Great team basketball in opening half: While only three Badgers scored in the opening 20 minutes, it truly was a great effort on both sides of the ball. Wisconsin did not allow the Gophers to get an opportunity from the charity stripe and limited them to 41.7 percent from the floor in comparison to UW's 50 percent tally.
While UW did commit nine turnovers of their own, they forced Minnesota into even more (11). Meanwhile, Wisconsin found its way to the line eight times and connected on seven of them and out-rebounded the Gophers 14-11 in the opening frame.
"We did a lot of good things in that game, especially in the first half," UW senior Marcus Landry said following his 18-point effort. "Those are teaching points also. Those are the points that you learn from, that you have to continue to do under pressure. We're going to learn from the good things we have done, too."
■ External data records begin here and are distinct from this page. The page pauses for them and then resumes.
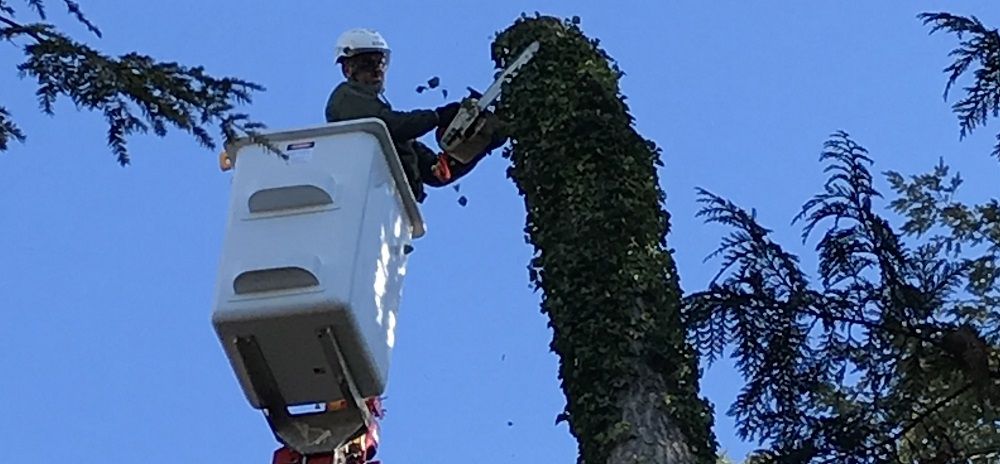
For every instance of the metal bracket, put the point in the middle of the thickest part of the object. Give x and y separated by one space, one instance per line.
308 433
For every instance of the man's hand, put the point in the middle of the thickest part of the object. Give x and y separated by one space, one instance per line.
442 170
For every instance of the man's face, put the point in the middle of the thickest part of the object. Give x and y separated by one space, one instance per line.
368 68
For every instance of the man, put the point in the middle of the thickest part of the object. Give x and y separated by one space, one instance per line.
363 56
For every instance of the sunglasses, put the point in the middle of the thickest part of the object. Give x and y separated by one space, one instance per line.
370 62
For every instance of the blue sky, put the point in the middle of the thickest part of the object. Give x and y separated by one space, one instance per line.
107 273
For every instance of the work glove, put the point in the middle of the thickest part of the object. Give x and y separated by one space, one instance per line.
446 113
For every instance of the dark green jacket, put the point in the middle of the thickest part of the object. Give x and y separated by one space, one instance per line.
353 100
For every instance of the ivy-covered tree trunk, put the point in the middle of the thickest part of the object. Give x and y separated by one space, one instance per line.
595 218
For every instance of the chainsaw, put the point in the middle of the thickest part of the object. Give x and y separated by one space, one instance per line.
472 128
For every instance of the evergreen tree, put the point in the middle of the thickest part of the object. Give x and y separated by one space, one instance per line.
133 92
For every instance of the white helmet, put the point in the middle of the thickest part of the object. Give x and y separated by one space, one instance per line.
357 41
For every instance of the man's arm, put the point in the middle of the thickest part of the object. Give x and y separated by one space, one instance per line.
347 103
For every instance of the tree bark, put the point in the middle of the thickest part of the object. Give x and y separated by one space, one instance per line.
658 439
609 285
Poor shooting in first eight minutes of second half: Nursing an 11-point halftime lead, the Badgers could have come out of the chute in the final 20 minutes and put major pressure on the Gophers by continuing its play from the first half. Instead, Wisconsin limped out of the gates by shooting 3-for-10 from the field during approximately the first eight minutes of the period. In the same stretch, UW committed three turnovers that thwarted any chance for a score.
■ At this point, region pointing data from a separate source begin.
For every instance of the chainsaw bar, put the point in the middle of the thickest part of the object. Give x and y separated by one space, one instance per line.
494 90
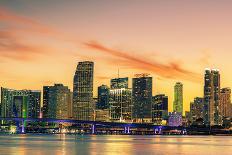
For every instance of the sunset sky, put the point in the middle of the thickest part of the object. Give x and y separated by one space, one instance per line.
41 42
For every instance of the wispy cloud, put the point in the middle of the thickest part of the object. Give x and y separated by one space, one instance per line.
169 70
11 47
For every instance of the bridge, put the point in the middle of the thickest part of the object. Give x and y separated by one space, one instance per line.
125 125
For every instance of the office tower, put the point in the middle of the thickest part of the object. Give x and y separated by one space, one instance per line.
175 119
45 101
142 98
20 103
159 108
103 97
212 114
34 103
178 98
225 101
118 83
59 101
120 104
83 91
196 109
102 115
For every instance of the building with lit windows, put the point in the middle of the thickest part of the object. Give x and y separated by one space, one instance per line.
20 103
178 98
196 109
212 115
83 91
120 104
59 101
159 108
142 98
103 97
118 83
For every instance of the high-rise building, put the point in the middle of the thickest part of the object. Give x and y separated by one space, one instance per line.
120 104
45 101
118 83
178 98
212 114
59 101
102 115
225 101
196 109
34 103
103 97
20 103
83 91
159 108
175 119
142 98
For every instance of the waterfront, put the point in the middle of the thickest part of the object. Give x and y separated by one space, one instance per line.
114 144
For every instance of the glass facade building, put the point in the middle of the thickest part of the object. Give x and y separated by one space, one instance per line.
120 104
83 91
103 97
178 98
142 98
20 103
59 101
159 108
212 114
118 83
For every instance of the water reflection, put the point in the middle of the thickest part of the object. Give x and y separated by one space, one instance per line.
114 145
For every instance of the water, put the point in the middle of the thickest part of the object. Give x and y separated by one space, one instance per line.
114 145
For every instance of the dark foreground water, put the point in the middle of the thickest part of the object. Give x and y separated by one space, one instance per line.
115 145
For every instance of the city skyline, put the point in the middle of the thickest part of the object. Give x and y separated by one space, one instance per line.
172 47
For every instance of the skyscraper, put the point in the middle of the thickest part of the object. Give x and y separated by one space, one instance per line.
34 103
118 83
20 103
103 97
196 109
83 91
178 98
225 102
212 114
45 101
59 101
120 104
142 98
159 108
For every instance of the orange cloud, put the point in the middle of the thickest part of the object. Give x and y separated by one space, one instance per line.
11 47
170 70
8 16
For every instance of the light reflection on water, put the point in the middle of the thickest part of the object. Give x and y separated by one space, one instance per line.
114 145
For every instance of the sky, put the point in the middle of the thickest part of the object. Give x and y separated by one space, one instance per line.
42 41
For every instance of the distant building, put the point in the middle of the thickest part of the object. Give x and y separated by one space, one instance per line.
59 101
159 108
142 98
175 119
34 103
102 115
225 102
178 98
103 97
83 91
196 109
20 103
118 83
120 104
212 114
45 101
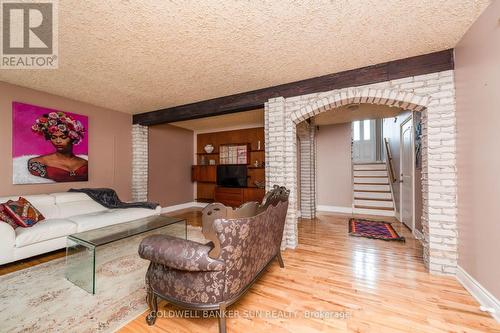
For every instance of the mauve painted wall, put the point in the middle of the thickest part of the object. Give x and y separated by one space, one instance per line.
110 143
171 151
477 79
333 149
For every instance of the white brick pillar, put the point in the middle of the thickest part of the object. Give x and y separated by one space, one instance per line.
281 162
139 162
306 131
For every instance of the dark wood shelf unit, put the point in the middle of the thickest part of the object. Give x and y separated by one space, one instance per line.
206 175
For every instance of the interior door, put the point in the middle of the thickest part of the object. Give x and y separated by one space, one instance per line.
364 141
407 171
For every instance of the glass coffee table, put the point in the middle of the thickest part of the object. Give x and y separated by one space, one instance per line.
83 249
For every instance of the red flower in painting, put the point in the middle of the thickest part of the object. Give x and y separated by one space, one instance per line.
59 121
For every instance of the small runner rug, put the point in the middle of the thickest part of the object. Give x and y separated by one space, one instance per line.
373 229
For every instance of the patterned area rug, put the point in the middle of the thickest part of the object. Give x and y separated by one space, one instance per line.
373 229
40 299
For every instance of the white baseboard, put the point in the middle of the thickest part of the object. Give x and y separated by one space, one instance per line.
186 205
483 296
334 209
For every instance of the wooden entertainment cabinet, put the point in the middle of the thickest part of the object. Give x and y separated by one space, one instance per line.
205 175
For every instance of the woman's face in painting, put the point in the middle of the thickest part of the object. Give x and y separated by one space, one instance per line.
61 141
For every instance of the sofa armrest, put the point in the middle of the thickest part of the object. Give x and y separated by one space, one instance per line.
7 243
179 254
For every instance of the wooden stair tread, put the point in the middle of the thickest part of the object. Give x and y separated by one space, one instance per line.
373 208
369 163
373 199
372 191
370 176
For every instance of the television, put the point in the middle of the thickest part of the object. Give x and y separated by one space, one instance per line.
232 175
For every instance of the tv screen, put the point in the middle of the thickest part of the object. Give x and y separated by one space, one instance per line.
232 175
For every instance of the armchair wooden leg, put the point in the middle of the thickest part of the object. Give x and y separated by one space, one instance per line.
222 318
280 260
152 301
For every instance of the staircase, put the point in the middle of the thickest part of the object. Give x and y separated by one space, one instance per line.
372 190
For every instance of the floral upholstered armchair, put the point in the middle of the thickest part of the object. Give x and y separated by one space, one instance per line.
212 276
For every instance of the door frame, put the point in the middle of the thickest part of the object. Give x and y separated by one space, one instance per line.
410 118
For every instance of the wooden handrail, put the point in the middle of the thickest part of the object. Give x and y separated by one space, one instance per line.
389 160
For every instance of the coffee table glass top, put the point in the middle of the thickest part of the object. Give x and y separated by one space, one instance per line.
87 251
113 233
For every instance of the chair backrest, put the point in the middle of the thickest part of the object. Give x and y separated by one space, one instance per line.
247 244
219 211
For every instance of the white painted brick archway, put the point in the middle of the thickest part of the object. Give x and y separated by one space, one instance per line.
433 95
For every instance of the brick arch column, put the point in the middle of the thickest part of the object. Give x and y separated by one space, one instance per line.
433 95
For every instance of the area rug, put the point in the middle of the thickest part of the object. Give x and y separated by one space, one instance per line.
373 229
40 299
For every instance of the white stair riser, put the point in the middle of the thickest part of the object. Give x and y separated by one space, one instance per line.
371 180
374 195
373 212
369 167
374 187
373 203
370 173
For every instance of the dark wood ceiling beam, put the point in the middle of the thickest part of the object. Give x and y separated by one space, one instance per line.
419 65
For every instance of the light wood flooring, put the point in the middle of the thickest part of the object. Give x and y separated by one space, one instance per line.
376 286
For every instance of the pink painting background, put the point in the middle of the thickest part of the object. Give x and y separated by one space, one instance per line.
25 142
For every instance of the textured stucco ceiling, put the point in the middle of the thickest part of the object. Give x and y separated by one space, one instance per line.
137 56
254 118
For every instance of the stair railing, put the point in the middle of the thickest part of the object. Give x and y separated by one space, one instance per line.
388 161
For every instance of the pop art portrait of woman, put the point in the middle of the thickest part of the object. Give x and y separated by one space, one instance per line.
48 145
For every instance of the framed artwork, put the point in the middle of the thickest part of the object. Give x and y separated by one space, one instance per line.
48 146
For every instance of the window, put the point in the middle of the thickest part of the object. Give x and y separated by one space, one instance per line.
366 130
356 131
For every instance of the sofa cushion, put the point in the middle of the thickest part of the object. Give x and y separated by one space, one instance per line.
69 209
109 217
4 217
43 203
23 212
65 197
43 231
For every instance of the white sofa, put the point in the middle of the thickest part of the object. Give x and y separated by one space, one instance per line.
65 213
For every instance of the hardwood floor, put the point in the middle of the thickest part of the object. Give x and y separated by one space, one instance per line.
355 284
377 286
"They changed up a little bit, but we still got some good shots in the second half and they just weren't falling," UW junior Jason Bohannon, said. "We were kind of in a rhythm, hitting shots where we felt comfortable. They just tried to take us out of that comfort zone. Regardless, we got to still play to what we do well and we can't let their defense dictate how we play."
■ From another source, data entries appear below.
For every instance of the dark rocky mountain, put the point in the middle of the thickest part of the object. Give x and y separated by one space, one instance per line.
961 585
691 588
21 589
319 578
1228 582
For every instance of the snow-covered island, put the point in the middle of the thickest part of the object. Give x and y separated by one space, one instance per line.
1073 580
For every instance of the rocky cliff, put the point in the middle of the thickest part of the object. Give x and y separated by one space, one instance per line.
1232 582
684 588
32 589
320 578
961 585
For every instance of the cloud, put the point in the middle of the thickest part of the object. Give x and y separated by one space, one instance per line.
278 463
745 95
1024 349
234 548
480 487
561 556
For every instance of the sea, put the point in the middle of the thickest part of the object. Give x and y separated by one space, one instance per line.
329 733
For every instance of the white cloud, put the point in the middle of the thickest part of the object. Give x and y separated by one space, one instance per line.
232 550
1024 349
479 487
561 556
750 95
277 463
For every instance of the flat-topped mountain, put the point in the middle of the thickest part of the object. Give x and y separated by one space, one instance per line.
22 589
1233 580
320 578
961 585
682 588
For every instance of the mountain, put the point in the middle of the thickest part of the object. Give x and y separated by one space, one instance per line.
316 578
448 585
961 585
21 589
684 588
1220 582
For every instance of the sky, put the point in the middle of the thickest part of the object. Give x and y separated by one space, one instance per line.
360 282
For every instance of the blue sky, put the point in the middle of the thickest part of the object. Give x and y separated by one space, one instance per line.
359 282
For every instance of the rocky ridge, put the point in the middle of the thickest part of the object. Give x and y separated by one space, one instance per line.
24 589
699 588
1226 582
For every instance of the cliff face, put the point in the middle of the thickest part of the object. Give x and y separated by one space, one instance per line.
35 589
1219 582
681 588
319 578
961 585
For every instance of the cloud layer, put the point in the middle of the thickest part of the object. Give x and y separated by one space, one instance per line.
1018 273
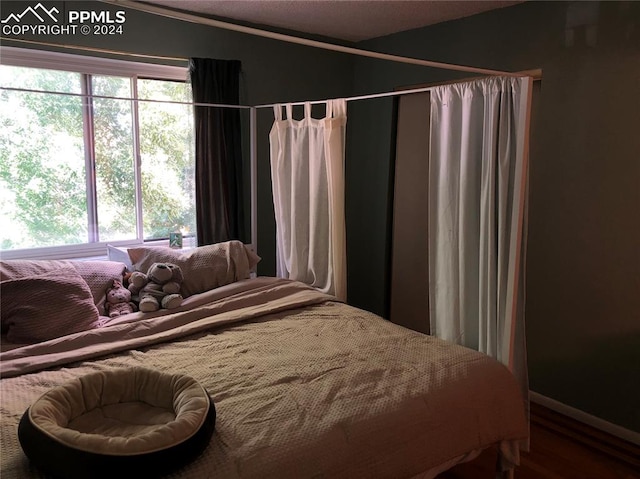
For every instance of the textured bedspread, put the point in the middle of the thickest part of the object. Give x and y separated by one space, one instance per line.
304 387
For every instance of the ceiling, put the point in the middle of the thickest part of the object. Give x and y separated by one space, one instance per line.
350 20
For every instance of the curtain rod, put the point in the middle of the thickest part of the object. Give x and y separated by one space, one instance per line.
96 50
105 97
298 40
535 74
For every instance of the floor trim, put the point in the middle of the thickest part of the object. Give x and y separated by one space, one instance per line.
586 418
614 441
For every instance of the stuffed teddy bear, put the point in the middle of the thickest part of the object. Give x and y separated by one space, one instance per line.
158 288
118 300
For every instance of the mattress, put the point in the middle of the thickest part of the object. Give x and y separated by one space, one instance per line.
303 385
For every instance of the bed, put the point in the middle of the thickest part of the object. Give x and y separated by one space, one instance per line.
304 386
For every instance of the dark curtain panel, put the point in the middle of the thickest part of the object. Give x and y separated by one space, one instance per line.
219 198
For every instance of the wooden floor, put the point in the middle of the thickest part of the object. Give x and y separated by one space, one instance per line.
561 448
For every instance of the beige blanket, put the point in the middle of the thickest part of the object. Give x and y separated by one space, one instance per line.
303 386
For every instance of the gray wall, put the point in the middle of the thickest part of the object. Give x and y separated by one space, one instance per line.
583 258
583 285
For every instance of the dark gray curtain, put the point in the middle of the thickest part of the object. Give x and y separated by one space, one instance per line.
219 198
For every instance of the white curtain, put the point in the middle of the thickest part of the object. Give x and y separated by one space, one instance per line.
307 173
478 177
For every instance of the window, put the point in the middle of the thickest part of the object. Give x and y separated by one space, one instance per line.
92 151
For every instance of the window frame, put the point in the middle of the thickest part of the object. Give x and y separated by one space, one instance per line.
88 66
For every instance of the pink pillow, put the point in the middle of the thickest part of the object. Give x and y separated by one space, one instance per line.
203 268
98 275
46 306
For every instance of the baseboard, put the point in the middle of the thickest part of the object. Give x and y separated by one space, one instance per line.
615 441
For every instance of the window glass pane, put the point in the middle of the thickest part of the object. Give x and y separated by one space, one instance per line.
42 162
168 159
114 152
39 79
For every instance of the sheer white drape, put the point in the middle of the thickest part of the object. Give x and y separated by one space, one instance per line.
307 173
477 216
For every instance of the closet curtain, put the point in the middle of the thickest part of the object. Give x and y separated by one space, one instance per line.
307 172
218 175
478 178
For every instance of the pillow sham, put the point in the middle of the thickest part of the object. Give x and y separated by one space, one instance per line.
46 306
98 275
205 267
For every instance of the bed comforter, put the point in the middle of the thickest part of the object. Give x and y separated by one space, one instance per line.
304 386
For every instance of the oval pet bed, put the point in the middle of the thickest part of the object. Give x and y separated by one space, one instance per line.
124 422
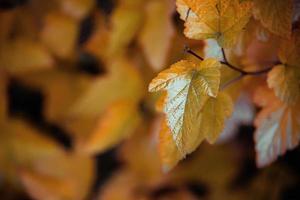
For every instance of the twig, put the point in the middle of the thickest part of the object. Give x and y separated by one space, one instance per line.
239 77
190 51
225 62
187 14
Overtime period: Even though Minnesota had established all the momentum with its incredible late scoring surge to force the extra five minutes, the Badgers still had an opportunity to get a win. However, after starting the session just 1-for-8 from the floor, the Badgers found themselves in a seven-point hole with 41 seconds to play.
"That is what it takes to beat a good team like Wisconsin," Minnesota head coach Tubby Smith said in reference to his team's play down the stretch and in overtime. "Everything has to fall in place for you. Then at the end I thought we made some things happen by attacking defensively and offensively."
Bohannon's blocked lay-up with 37 seconds to play: With UW struggling to break Minnesota's press, Trevon Hughes finally saw Bohannon wide-open on the other side of half court. Once he caught the pass, Bohannon dashed toward the rim for the lay-up, but Minnesota's Paul Carter blocked the attempt and the Gophers would then hit a three on the other end to cut the lead to one.
"He knows he should have shot faked," UW head coach Bo Ryan said. "That's hindsight though. But, you know, if you get the quick score on that, that would put us in great position. He thought he could get there quickly enough to get the sure two, he'd like to have it back. But that kid made a heck of a play, so we don't get it back."
The collapse: It is something that is not supposed to happen at the Kohl Center. When the Badgers amass a double-digit lead with less than five minutes to play, there are not many instances it fails to put its opponent away. But turnovers from Bohannon and Hughes, missed lay-up opportunities, poor transition defense and some clutch Minnesota shooting allowed the Gophers to pull off the shocker.
UW had a 10-point lead with before Devron Bostick's free throw's cut it to eight with three and a half minutes to play. Even so, the Badgers were able to stay a comfortable distance ahead of Minnesota when it was up by six with 48 seconds to play. But the stars aligned perfectly for the Gophers for the first time in a decade and a half in Madison.
"We just made some poor decisions as a team collectively," Bohannon said. "I had some, Trevon had some, everyone had some and we have to correct that. It was tough to handle, they did a good job pressuring, but we should have still been able to break it and made smarter decisions."